I can't get anything done at the office because nobody else is there. Sure I can work on things and enjoy peace but without graphic artists or designers there I can only go so far, I'll end up throwing stuff out because it's not what they wanted.
But if I stay home, I'm stuck doing holiday stuff or running around to the homes of friends and family. When I get back to work after New Years I need a vacation.
There is less of a pronounced absence at the end of the year for my company because hours roll over and the cap is somewhere around 2.5 years of time.
My first jobs were "in my spare time", and instead of taking a vacation from school to go party in Cancun for Spring Break (spend time AND money), I'd work. Mostly to pay for more school OR for that sweet computer I wanted.
Since having a "real job", my brain still considers vacation as "time I'm not earning money", even though it's Paid Time Off. Even when I do manage to trick myself into vacation, they're usually "active" trips, where I feel like every minute needs to be spent doing something "productive" like snorkeling or feeding sharks. You won't find me laying out on the beach anywhere!
The ironic thing is that I work in the travel industry and I know how important this stuff is! I think our problem is that we want to create value with our limited time on this planet, so maybe we need to consider it to be an investment that will pay us back in inspiration later down the road.
"At 42floors, we heavily, heavily recommend that all new people take two weeks of vacation starting exactly on their first official day. What this means is that when you get a job offer from us, you’ll pick a start date. And that’s the day we start your payroll. And that’s the day you leave for vacation.
And you get to take that time to transition from one chapter of your life to the next. If your startup just failed or you hated your last job, you get a couple weeks of mental and physical recovery. If you have a significant other that’s been dying to get away with you, you can go away someplace nice knowing that your first paycheck will be waiting for you when you return."
The precation concept is interesting.
One of the best trips I had was after getting laid off from a large dysfunctional corporation that was under going a re-org and having few years of accumulated salary in the bank due to never having a chance to take a "real" break from work in several years.
HR was shocked when they realized that I hadn't taken more than few days off in my tenure.
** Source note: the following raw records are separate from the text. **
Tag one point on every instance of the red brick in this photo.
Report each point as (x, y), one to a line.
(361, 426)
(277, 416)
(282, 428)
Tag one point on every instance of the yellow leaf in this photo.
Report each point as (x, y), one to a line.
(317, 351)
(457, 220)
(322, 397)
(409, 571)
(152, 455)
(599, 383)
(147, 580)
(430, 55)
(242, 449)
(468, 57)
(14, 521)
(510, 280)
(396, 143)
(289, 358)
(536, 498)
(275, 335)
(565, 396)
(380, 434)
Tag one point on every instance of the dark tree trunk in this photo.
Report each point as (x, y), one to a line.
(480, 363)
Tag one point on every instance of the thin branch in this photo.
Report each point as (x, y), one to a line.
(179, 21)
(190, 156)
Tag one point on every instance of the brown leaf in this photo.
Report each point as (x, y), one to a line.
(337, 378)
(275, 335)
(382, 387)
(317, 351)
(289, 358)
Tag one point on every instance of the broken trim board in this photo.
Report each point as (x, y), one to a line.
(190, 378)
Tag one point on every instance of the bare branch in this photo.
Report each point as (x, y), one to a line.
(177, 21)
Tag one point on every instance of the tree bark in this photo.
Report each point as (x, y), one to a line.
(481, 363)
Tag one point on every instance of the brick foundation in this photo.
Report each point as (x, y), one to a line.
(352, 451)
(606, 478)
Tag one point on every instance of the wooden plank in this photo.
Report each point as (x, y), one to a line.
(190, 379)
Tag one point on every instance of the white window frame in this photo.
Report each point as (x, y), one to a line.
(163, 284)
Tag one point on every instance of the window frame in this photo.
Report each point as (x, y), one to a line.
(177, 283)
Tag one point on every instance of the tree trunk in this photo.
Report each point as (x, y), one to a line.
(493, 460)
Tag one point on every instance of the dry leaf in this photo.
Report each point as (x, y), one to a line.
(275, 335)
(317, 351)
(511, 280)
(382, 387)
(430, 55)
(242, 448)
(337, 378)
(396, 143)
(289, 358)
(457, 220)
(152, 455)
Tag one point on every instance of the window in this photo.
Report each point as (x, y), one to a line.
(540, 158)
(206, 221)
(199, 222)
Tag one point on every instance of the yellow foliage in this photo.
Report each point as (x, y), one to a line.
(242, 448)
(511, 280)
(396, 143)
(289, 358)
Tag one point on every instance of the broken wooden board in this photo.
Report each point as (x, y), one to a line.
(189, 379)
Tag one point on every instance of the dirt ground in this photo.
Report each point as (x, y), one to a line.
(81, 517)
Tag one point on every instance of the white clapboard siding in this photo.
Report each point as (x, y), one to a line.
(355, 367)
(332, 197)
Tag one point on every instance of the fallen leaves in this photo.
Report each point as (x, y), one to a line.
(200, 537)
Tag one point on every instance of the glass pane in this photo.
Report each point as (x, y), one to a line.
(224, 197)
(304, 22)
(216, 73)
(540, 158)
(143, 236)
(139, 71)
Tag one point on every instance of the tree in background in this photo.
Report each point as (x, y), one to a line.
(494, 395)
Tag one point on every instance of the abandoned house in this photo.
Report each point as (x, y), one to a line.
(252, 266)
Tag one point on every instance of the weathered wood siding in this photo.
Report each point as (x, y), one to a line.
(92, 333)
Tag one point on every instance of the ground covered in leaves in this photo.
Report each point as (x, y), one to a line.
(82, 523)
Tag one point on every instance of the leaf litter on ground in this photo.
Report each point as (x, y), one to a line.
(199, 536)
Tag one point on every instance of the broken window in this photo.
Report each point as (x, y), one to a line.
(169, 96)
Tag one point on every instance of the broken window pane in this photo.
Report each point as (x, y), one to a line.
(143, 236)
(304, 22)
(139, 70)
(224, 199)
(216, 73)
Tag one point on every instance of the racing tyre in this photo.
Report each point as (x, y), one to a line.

I had over 6 months of "combined" time that had rolled over year after year.
But I was the chump that got things done, covered during the holidays, for installs, moves, covered Y2K, and when everyone else had a life and babies.
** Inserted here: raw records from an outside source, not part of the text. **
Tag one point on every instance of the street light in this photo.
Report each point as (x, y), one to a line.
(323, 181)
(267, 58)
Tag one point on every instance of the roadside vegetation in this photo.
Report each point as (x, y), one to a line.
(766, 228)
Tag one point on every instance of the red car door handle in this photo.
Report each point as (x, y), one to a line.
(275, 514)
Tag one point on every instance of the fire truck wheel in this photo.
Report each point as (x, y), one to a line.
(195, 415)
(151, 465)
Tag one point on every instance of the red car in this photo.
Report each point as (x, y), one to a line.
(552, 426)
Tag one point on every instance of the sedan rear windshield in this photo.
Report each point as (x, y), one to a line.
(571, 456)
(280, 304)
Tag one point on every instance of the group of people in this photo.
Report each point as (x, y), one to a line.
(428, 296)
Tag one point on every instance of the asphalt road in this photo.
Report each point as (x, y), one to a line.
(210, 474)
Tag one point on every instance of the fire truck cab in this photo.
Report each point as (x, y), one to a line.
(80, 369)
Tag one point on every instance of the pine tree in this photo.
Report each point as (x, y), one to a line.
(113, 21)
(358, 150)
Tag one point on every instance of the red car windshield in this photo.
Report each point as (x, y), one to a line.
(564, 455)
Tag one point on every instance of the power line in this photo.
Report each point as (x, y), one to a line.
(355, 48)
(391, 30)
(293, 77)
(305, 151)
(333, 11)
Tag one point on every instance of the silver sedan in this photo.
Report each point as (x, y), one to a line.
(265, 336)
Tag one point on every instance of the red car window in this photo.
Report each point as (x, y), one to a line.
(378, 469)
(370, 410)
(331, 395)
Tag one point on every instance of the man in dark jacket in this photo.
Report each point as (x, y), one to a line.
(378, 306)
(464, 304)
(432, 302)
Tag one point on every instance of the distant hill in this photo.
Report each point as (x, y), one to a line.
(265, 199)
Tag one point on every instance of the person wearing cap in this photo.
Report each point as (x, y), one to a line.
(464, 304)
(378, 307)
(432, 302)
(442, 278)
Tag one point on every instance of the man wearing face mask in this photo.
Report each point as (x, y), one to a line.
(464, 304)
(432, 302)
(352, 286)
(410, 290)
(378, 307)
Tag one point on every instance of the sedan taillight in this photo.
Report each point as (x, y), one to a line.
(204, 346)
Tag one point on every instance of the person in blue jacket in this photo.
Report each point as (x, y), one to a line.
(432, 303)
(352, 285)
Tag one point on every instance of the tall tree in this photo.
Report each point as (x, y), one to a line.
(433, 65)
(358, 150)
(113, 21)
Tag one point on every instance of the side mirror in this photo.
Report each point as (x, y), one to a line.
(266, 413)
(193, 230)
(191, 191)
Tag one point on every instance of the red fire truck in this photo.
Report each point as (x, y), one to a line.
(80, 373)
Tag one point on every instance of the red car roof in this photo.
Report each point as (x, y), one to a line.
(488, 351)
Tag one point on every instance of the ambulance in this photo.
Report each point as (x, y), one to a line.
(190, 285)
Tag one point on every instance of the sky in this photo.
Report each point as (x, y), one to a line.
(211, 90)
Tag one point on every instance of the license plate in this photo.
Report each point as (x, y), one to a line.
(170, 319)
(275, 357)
It's not that I don't like going places or enjoying myself, but I hate being away and I hate not being involved and getting things done.
A good vacation for me is a day off to relax here and there, or a weekend away. Taking more than 3 days at a time always seems like too much and I end up wanting to get back. I still need to take that week long vacation every year for the enjoyment of my wife and kids, but it seems too long.
Most people here don't have a sense of holidaying. So they end up too bored that they turn back to work!
I think this is a holdover from the colonial era, when the British, before embarking on a fox hunt, expressed the view that the natives shouldn't be wasting their time holidaying.